Das Problem, dem wir heute gegenüberstehen, ist vielleicht die Verbreitung von zu vielen verschiedenen sozialen Gemeinschaften, die so unterschiedlich sind, dass sie keine Gemeinsamkeiten mehr finden oder in einer gemeinsamen Sprache sprechen können. Eine lokale Gemeinschaft in New England kann sich kaum mit einer lokalen Gemeinschaft in Utah verbinden. Das liegt nicht daran, dass einer dumm und der andere klug ist (die IQ-Niveaus sind im ganzen Land ziemlich nah, obwohl sich die kulturelle Bildung unterscheidet), nicht weil eines schlecht und das andere gut ist, sondern weil unser soziales, psychologisches, wirtschaftliches, kulturelles, und sogar geographische Welten sind so unterschiedlich, dass wir uns im Wesentlichen in verschiedenen Sprachen unterhalten. Und was noch schlimmer ist, wir interagieren ständig miteinander und missverstehen uns, weil die Welt eine unglaubliche Verbundenheit hat.

Sie müssen nicht einmal neue Medien studieren, um diese Fragmentierung und natürliche Polarisierung Amerikas zu verstehen. Schauen Sie sich einfach die englische Sprache an. Es gibt jetzt etwa eine Million englische Wörter, wobei ständig neue Wörter erfunden werden. Die meisten Menschen kennen jedoch im Durchschnitt nur etwa 50.000 bis 75.000 Wörter und haben ein sprechendes Vokabular von etwa 5.000 Wörtern. Was wir heute in Amerika haben, ist eine Massensprache und verschiedene Bevölkerungssegmente mit jeweils eigenen Vokabularen und lexikalischen Repertoires. Die Sprache einer ländlichen landwirtschaftlichen Bevölkerung unterscheidet sich stark von der Sprache einer großen Stadt in Florida, die High School Football liebt. Die Sprache des Psychiaters, die des Anwalts, die des Klempners, die des Filmstars sind alle verschiedene Subsprachen. Jeder hat eine spezielle Version von Englisch, und selbst in unseren 5.000 Wörtern sprechenden Vokabeln bedeutet "Waffe" oder "Wimpern" im ländlichen Alaska etwas völlig anderes als das, was ein Vorstadtkind in Chevy Chase, MD, tut. Diese Fragmentierung von Englisch und Sprache ist kein neues Phänomen. Es existiert so lange wie die Sprache selbst, denn die Sprache wächst ständig. Bedenken Sie jedoch, dass die Großstädte 1963 in der Regel nur vier Fernsehkanäle hatten (CBS, NBC, ABC und eine Art gemeinnütziger Sender).Heute gibt es Hunderte von Kanälen, Millionen von Websites, die alle ein besonderes sprachliches und visuelles Repertoire bei Menschen installieren. Und wir plaudern (oder schreien) miteinander über das Web.
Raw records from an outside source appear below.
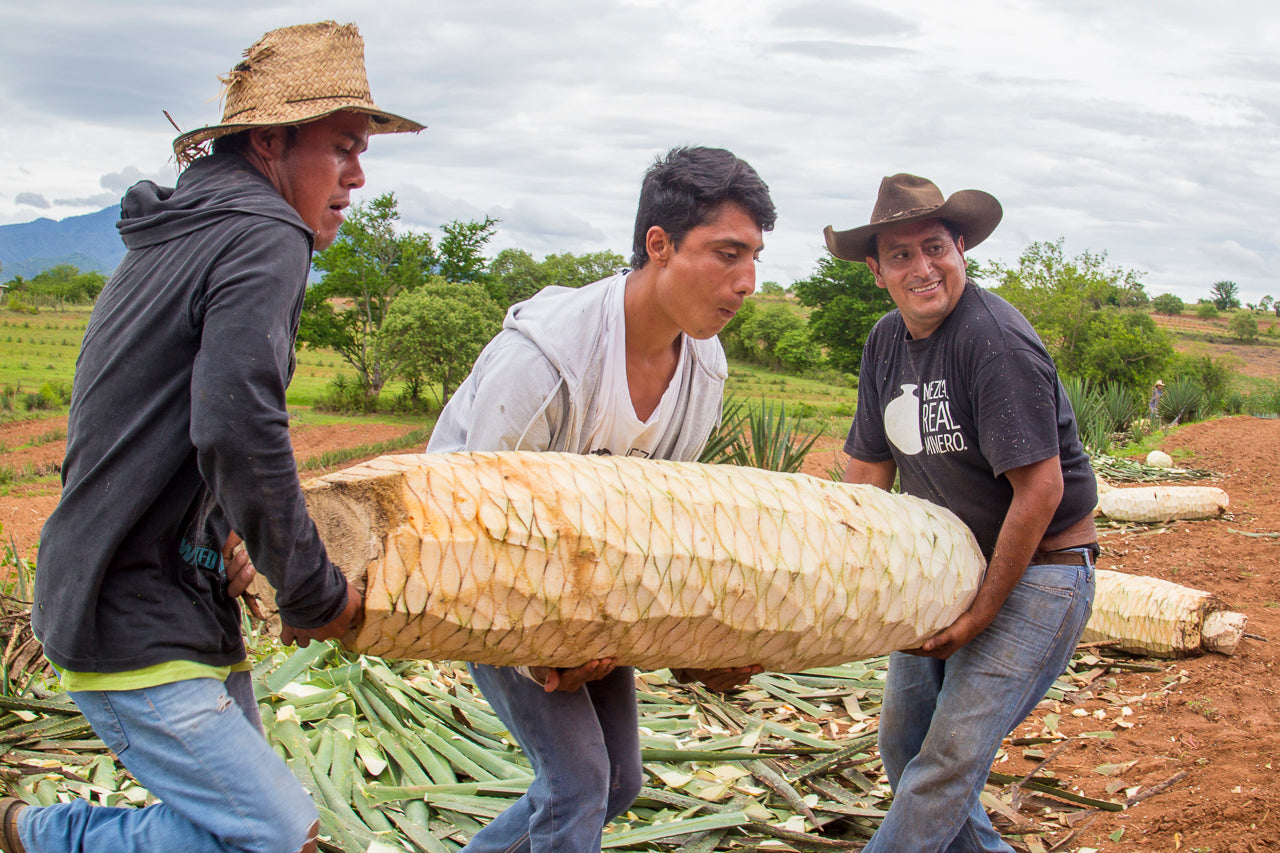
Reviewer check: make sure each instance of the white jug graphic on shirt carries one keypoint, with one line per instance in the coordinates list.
(903, 422)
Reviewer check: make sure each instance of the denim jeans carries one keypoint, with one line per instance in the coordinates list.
(585, 751)
(942, 721)
(199, 747)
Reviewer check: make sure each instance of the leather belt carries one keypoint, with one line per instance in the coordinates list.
(1065, 557)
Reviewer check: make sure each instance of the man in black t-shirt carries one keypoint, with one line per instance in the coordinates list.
(959, 397)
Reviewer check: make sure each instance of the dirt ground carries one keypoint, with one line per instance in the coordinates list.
(1208, 724)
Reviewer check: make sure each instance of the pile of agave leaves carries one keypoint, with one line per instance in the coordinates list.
(407, 756)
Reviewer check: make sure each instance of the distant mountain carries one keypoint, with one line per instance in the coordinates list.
(88, 242)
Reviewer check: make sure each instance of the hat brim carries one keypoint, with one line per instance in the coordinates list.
(973, 211)
(187, 146)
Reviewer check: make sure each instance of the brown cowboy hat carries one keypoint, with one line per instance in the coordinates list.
(906, 197)
(292, 76)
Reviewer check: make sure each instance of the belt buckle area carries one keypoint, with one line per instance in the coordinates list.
(1064, 557)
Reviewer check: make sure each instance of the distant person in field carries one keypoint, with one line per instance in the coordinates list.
(959, 398)
(1156, 393)
(178, 437)
(631, 366)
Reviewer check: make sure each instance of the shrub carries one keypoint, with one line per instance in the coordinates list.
(1092, 420)
(1183, 400)
(346, 396)
(1243, 327)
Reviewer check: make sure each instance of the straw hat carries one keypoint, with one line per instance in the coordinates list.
(292, 76)
(905, 197)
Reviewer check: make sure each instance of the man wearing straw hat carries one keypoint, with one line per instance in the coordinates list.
(959, 397)
(178, 437)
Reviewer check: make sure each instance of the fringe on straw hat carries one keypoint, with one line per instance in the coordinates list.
(291, 76)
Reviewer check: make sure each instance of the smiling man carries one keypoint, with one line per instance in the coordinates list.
(630, 366)
(178, 437)
(959, 397)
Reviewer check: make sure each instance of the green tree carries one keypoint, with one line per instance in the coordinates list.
(58, 286)
(576, 270)
(1168, 304)
(766, 327)
(1243, 327)
(515, 276)
(731, 336)
(1087, 313)
(796, 352)
(366, 268)
(846, 302)
(1120, 346)
(435, 332)
(461, 254)
(1226, 295)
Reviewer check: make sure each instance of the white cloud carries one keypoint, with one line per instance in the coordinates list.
(32, 200)
(1142, 133)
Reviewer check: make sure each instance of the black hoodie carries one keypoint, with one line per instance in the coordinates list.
(178, 433)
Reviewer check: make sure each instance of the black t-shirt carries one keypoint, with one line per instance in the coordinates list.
(960, 407)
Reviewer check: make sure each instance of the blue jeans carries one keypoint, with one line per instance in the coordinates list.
(585, 751)
(199, 747)
(942, 721)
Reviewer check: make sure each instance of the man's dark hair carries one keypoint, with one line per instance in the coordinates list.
(946, 223)
(684, 188)
(238, 142)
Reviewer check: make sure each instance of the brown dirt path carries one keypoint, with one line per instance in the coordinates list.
(1216, 721)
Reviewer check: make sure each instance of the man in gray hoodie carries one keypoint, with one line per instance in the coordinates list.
(178, 436)
(629, 365)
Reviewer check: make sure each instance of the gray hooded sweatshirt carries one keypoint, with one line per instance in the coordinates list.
(533, 383)
(178, 433)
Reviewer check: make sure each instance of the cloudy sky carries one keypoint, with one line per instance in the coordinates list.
(1147, 131)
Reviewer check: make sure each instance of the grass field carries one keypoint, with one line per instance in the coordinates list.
(40, 350)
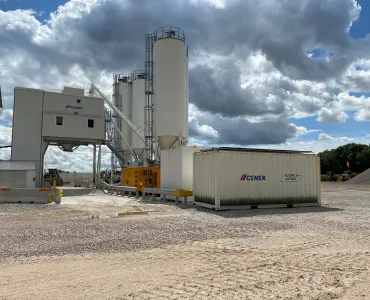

Dies alles lässt sich auf eine einfache Botschaft reduzieren: Wenn Ihre Lieblingsshow 30 Rock ist, lesen Sie Thought Catalog, und Sie tragen bei der Arbeit Jeans und ein T-Shirt, während Sie den ganzen Tag einen Computerbildschirm anstarren Ein ganz anderes, 5.000 Wörter umfassendes Vokabular von jemandem, dessen Lieblingssendung South Park ist. Der Lieblingsort ist Bleacher Report und trägt den ganzen Tag eine Uniform, während sie schwere Maschinen bedienen. Wenn Sie über Waffenkontrolle, schwule Ehen oder die Band Muse debattieren, wird es Ihnen daher schwer fallen, miteinander zu kommunizieren, weil Sie in verschiedenen Sprachen sprechen, mit unterschiedlichen kulturellen und sozialen Registern und unterschiedlichen spirituellen Anliegen Ich meine demütig, Sie sind nicht deshalb so, weil eine Person böse ist oder eine Person stumm ist. Wir versuchen eigentlich alle, gut zu sein, und jeder ist schlau bei etwas. Es liegt einfach daran, dass wir unterschiedlich sind - und es ist die Aufgabe des Liberalen, unsere Unterschiede zu verstehen, zu respektieren, zu schätzen und vor allem zu lernen.